Fin de partie pour "Ebdo". Selon les fondateurs Laurent Beccaria et Patrick de Saint-Exupéry à l'AFP, le journal s'arrête deux mois après son lancement et son éditeur s'est déclaré en cessation de paiement. Toutefois, le magazine a fait savoir qu'il sortira demain son dernier numéro. Dans un communiqué, "Ebdo" a souligné que "la rédaction avait réussi de belles choses" en deux mois et s'est félicité des "20.000 lecteurs qui ont acheté ou reçu chaque semaine ce journal de poche qui ne ressemble à aucun autre."
"Un journal sans publicité ne peut pas vivre sans lecteurs. S'il ne se vend pas, il meurt. C'est la règle du jeu et nous la connaissions avant de nous lancer dans l'aventure d'un journal indépendant et sans publicité", a poursuivi le communiqué du journal, avant de conclure : "Il reste le formidable espoir suscité par ce journal, ces mois intenses de préparation, l'innovation de la source et de grandes émotions vécues ensemble, malgré quelques tempêtes."
A l'AFP, les fondateurs ont reconnu un "échec commercial", en raison de ventes décevantes qui se sont ajoutées au retrait d'investisseurs et de deux banques. Rollin Publications a demandé la nomination d'un administrateur judiciaire pour "préserver l'activité" des revues XXI et 6mois qu'il édite également, et sauvegarder une partie de ses 63 emplois.

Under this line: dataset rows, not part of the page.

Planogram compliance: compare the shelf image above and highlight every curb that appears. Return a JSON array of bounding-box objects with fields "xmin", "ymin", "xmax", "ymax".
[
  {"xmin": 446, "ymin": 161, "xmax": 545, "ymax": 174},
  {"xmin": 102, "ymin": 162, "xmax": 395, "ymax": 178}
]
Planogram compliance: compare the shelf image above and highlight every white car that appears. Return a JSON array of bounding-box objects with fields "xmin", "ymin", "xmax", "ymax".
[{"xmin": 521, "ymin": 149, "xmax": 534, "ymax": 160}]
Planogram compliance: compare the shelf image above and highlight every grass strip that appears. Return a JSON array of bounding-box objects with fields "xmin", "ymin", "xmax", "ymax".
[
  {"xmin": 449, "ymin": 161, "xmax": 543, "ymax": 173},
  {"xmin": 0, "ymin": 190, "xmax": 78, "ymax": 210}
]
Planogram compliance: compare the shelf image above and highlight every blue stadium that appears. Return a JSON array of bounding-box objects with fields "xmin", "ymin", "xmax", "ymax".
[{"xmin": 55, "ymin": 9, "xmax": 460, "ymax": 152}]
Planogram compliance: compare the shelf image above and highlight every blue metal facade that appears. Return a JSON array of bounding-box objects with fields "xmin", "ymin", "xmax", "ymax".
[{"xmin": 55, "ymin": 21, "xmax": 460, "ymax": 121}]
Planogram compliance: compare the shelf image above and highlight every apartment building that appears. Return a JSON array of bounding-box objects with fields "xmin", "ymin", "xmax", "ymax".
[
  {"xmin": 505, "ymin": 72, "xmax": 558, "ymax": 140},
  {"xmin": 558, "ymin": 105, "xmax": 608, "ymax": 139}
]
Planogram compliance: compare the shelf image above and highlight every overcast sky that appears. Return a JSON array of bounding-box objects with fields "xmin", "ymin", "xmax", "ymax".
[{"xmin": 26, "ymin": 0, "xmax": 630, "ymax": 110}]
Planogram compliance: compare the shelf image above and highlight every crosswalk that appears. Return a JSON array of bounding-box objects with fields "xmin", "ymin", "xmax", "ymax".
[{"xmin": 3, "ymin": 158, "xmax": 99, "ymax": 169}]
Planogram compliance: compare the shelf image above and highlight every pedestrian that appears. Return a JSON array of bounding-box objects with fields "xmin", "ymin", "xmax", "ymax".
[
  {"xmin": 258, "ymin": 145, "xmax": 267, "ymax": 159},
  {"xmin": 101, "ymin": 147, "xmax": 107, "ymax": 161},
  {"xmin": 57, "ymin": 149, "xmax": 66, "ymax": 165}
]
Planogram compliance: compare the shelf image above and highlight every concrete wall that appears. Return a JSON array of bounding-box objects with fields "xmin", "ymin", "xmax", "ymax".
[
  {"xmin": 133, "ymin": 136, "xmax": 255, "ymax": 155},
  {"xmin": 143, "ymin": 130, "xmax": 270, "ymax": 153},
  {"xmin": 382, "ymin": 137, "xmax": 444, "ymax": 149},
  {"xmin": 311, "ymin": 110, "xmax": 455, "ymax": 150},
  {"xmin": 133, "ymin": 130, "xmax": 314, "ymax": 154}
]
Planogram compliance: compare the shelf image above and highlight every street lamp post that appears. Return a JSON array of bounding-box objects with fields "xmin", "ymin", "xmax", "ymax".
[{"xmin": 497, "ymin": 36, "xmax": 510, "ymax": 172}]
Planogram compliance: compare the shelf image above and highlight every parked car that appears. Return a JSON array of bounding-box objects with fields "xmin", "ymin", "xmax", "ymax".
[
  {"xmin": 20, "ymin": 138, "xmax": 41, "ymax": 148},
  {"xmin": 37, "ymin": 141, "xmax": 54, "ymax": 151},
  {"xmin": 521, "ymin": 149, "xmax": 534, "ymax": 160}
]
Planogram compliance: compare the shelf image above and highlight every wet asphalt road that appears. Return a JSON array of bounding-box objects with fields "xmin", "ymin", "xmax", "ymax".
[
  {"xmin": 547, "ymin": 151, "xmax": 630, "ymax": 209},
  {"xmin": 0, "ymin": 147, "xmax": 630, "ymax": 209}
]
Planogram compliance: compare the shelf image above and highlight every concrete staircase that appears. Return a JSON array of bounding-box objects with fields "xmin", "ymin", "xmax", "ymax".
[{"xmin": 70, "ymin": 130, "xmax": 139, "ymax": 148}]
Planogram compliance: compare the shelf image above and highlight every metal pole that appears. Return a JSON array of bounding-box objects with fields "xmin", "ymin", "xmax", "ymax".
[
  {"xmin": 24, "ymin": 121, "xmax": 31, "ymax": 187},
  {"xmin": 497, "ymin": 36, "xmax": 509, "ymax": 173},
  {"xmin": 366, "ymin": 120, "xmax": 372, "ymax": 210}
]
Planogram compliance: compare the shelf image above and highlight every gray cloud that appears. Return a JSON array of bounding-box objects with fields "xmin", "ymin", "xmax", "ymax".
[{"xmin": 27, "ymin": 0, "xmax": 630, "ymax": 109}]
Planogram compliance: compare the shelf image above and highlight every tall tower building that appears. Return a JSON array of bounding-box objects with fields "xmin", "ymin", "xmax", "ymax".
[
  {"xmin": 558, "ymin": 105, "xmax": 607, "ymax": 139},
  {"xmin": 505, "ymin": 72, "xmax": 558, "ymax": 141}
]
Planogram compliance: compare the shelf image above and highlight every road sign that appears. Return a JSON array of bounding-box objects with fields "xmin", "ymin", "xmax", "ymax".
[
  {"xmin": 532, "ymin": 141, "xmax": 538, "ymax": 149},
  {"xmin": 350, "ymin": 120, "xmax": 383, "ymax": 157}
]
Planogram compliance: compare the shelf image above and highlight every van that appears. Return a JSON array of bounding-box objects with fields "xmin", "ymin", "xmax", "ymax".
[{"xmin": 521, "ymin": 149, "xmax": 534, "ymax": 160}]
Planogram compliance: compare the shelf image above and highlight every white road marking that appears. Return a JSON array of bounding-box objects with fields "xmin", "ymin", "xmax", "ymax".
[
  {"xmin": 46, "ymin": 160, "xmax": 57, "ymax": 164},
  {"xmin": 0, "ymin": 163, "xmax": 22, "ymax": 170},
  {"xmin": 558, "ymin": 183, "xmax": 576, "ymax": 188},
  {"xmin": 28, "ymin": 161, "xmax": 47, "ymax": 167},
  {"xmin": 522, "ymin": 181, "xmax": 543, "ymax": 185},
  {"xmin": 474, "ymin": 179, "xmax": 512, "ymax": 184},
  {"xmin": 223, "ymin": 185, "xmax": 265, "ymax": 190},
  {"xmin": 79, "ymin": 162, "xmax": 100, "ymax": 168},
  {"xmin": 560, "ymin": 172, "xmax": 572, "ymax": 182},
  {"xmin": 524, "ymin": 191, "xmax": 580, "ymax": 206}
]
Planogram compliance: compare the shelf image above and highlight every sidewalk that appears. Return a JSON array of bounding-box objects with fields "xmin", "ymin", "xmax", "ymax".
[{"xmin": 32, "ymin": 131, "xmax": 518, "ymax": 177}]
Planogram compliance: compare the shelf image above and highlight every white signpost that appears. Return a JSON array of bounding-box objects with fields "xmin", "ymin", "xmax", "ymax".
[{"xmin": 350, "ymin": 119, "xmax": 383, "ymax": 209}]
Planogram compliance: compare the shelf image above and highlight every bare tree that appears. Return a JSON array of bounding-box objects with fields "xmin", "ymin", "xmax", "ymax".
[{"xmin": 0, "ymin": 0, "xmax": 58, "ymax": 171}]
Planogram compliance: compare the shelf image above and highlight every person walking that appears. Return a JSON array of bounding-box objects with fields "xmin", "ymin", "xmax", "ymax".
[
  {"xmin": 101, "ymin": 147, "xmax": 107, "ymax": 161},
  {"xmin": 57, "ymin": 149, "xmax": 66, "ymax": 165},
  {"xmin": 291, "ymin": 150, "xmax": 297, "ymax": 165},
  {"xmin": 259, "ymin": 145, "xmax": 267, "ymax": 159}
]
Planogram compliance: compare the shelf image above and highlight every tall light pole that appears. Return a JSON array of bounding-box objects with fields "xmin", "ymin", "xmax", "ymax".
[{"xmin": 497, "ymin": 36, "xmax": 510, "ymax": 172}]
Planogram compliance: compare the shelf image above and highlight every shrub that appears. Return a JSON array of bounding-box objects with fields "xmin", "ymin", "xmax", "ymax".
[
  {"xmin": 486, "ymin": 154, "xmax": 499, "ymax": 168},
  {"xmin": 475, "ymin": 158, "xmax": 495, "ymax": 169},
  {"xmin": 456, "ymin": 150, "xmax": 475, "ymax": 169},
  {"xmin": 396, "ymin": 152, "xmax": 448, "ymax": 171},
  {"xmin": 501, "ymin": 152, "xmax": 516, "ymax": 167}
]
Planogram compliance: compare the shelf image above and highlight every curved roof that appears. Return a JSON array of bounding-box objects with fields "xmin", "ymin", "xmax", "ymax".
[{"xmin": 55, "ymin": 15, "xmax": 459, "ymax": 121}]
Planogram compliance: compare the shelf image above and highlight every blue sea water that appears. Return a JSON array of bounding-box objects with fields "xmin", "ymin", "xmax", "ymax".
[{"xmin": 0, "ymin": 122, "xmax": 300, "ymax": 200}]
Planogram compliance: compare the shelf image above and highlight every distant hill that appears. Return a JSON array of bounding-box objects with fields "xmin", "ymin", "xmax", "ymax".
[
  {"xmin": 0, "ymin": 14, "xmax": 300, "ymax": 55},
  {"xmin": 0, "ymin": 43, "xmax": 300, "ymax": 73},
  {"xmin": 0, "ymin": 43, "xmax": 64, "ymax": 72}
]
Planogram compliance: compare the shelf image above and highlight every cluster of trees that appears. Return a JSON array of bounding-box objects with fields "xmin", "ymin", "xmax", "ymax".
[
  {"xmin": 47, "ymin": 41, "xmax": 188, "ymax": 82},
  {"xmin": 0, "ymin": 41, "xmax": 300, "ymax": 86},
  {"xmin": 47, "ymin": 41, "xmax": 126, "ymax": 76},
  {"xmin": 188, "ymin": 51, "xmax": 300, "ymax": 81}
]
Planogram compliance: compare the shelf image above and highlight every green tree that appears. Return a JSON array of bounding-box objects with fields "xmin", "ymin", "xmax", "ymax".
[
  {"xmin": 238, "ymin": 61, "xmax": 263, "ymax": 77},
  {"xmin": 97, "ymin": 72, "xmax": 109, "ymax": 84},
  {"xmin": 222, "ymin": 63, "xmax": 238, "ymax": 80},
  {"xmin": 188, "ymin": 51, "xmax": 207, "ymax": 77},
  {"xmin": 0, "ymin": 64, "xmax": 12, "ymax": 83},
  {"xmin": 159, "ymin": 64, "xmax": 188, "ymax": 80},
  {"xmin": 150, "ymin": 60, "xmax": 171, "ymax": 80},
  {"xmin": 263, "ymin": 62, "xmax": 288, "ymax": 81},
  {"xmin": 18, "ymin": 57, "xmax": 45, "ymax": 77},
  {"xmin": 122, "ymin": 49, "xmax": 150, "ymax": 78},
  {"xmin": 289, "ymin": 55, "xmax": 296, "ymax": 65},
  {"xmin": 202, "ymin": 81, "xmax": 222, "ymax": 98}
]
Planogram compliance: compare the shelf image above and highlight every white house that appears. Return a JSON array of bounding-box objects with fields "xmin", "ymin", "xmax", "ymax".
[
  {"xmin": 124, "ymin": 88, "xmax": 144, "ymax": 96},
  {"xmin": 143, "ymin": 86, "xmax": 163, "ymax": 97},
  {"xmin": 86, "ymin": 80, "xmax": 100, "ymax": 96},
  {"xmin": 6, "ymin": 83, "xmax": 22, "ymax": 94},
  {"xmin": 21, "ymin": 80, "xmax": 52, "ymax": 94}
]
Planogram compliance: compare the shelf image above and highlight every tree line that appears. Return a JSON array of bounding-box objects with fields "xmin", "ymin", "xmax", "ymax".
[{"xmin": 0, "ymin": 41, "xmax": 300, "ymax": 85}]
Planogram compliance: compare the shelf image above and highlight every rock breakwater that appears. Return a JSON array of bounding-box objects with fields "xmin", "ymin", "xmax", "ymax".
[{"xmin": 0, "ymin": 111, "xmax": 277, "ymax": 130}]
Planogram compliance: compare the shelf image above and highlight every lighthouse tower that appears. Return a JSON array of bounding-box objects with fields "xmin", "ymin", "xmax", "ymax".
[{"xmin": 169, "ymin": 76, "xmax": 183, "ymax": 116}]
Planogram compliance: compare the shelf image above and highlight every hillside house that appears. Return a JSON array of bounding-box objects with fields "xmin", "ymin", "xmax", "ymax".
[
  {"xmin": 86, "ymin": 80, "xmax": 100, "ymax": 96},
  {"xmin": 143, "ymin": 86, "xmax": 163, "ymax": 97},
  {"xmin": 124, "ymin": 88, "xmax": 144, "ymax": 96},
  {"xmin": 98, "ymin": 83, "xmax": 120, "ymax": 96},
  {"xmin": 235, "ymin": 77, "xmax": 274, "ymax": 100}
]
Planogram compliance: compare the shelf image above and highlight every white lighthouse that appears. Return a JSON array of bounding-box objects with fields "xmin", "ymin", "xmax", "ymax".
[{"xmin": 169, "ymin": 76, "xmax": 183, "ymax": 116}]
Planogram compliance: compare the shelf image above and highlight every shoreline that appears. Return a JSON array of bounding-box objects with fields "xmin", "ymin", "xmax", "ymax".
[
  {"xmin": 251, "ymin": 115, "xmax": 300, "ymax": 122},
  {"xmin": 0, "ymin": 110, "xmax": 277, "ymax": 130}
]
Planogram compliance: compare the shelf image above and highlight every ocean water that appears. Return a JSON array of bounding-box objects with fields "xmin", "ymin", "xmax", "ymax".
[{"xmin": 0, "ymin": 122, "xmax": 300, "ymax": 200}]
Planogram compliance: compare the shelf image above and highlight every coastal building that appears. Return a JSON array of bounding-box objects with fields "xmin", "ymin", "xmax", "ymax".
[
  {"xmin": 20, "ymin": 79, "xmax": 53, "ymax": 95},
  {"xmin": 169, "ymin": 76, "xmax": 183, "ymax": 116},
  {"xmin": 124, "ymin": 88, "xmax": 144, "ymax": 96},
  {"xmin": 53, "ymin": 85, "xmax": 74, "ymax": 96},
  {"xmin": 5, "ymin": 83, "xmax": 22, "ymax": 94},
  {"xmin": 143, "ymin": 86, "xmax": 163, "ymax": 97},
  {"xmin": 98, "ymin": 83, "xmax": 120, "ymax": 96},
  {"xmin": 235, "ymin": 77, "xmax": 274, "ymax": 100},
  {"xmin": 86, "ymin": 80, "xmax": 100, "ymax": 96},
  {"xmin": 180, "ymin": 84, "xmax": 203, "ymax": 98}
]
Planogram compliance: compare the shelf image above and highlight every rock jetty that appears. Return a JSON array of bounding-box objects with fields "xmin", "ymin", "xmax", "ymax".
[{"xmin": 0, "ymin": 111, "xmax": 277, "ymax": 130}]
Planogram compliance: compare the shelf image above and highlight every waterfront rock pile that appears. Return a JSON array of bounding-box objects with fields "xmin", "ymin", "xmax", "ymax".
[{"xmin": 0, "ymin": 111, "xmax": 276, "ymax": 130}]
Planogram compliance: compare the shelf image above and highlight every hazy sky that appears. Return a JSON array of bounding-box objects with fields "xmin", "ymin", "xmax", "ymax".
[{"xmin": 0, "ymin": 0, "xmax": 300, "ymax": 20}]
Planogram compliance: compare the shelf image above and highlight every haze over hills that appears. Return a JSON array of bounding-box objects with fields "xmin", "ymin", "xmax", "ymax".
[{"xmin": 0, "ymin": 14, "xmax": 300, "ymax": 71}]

L'hebdomadaire, créé par l'équipe des revues "XXI" et "6 mois" et édité par Rollin Publications, avait vu le jour à l'issue d'une campagne de financement participatif auréolée de succès : un peu plus de 400.000 euros avaient été récoltés pour un objectif affiché au départ de 150.000 euros. "Ebdo" comptait même près de 6.000 abonnés avant la sortie de son premier numéro le 12 janvier dernier.
Près d'un mois après son lancement, "Ebdo" s'était retrouvé au coeur d'une polémique pour son enquête controversée sur le ministre de la Transition écologique et solidaire, Nicolas Hulot, accusé de violences sexuelles par le journal. Le principal intéressé a déposé plainte pour diffamation contre le titre. "Ce n'est pas du journalisme et pour l'instant, ma seule réponse sera judiciaire", estimait mi-mars le ministre sur France Inter. La méthode employée par "Ebdo" avait été critiquée par ses confrères, notamment par "Le Canard Enchaîné".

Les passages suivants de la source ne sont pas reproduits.